Alisi Telengut

Tengri

OPening: Friday, 4 November, 6 – 9 pm

Duration: 5.11. - 13.11.2022

Additional Opening Times :

Wednesday – Sunday, 2 – 7 pm

Artist Talk: Sunday, November 13

curated by Keumwha Kim

The exhibition Tengri brings together a selection of animations, virtual reality, paintings and objects by Alisi Telengut from 2012 - 2022. They present her long standing preoccupation with human relationships to nature and the super-sensory - that is, with a realm of human experience that our senses cannot directly perceive. The Canadian artist of Mongolian origin, who lives and works in Berlin, was already fascinated in her childhood by the stories of her grandparents who used to live as nomads. Her films draw from these stories, from the legends of Mongolian cultural heritage and from her research into animism and shamanism. They tell of mountains, rivers and seas, of the sun and fire, of gods and ancestors. They celebrate an indigenous worldview and its special wisdom.

For her animated films, Alisi Telengut collects stones, plants, flowers, which are mixed with oil pastels and placed in the scene. Her films are created on a single base that is hand-painted and erased and changed “frame by frame”, thus "coming to life" to form a narrative. Through the applying and erasing, an idiosyncratic metamorphosis unfolds as embodied nature. The traces of colours are in constant motion, their richness and depth creating tangibility and vitality at the same time. Together with the narrative voices in Mongolian, music and sounds, they immerse visitors in a multi-sensory experience. In this way, Alisi Telengut's films re-awaken stories and legends, rituals and prayers from marginalized cultural and spiritual traditions. 

Against the backdrop of multiple environmental crises caused by humans, Tengri formulates the need to recover indigenous knowledge, animistic traditions and shamanistic wisdom for our planetary health. Alisi Telengut conveys forgotten cosmologies through the aesthetics of her animations and with the help of new technologies such as virtual reality. She weaves a dense pictorial web of symbolic and ritual meanings. With her works, the artist enriches the current postcolonial discourse with an animistic perspective. In this form of world knowledge, the human and the non-human can be experienced as a living interdependent unity in a fascinating way.

Alisi Telengut


Alisi is currently a PhD candidate in Scientific-Artistic Research (Dr. phil. in art.) at the Filmuniversitaet Babelsberg Konrad Wolf (Germany). She obtained her Master in Fine Arts in Studio Arts with an option in Film Production, and a Bachelor in Fine Arts in Film Animation at Concordia University (Canada).
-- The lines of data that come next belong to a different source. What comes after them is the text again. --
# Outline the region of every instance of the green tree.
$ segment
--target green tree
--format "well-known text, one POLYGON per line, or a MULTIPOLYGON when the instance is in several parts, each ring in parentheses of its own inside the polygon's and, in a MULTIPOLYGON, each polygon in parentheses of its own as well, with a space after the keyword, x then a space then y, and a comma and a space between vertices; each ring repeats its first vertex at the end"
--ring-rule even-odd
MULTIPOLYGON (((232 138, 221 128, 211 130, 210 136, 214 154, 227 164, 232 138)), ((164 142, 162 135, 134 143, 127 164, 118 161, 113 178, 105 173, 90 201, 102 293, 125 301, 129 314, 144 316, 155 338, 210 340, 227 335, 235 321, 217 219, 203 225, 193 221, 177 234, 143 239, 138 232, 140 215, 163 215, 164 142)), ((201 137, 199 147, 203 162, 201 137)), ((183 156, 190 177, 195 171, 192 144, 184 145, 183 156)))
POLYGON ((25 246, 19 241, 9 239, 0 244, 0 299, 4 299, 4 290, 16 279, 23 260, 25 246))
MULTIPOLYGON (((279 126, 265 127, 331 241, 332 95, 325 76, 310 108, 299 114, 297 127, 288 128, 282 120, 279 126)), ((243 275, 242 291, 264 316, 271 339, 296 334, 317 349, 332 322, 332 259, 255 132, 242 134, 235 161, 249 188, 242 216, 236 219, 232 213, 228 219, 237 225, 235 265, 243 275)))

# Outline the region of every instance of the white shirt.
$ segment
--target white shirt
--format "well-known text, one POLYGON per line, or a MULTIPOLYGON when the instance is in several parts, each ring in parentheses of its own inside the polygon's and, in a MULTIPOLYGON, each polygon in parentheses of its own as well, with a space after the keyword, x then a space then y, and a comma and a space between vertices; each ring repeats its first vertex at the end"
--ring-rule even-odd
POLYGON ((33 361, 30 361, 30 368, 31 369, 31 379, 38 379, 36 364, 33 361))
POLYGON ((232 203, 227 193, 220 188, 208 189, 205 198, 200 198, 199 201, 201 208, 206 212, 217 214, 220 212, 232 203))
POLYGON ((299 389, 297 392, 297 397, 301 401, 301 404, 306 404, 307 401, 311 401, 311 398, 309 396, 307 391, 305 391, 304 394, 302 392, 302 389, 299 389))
Alisi is a Canadian Screen Award nominee and a Québec Cinéma Awards - Prix Iris winner in Best Animated Film. Her work received multiple international awards and nominations, including the Best Short Film at Stockholm Film Festival (Sweden), Best Animated Film at Mammoth Lakes Film Festival (USA) and Brussel Independent Film Festival (Belgium), as well as a Jury Award at the Aspen Shortsfest (USA). Alisi's work has been screened and exhibited internationally, such as at the Academy Museum of Motion Pictures (USA), the Canadian Cultural Centre at the Embassy of Canada in France, CICA Museum - Czong Institute for Contemporary Art (South Korea), UNESCO World Heritage Site Zollverein (Germany), Sundance Film Festival (USA), TIFF (Canada), Matthäikirchplatz am Berlin Kulturforum (Germany), among others.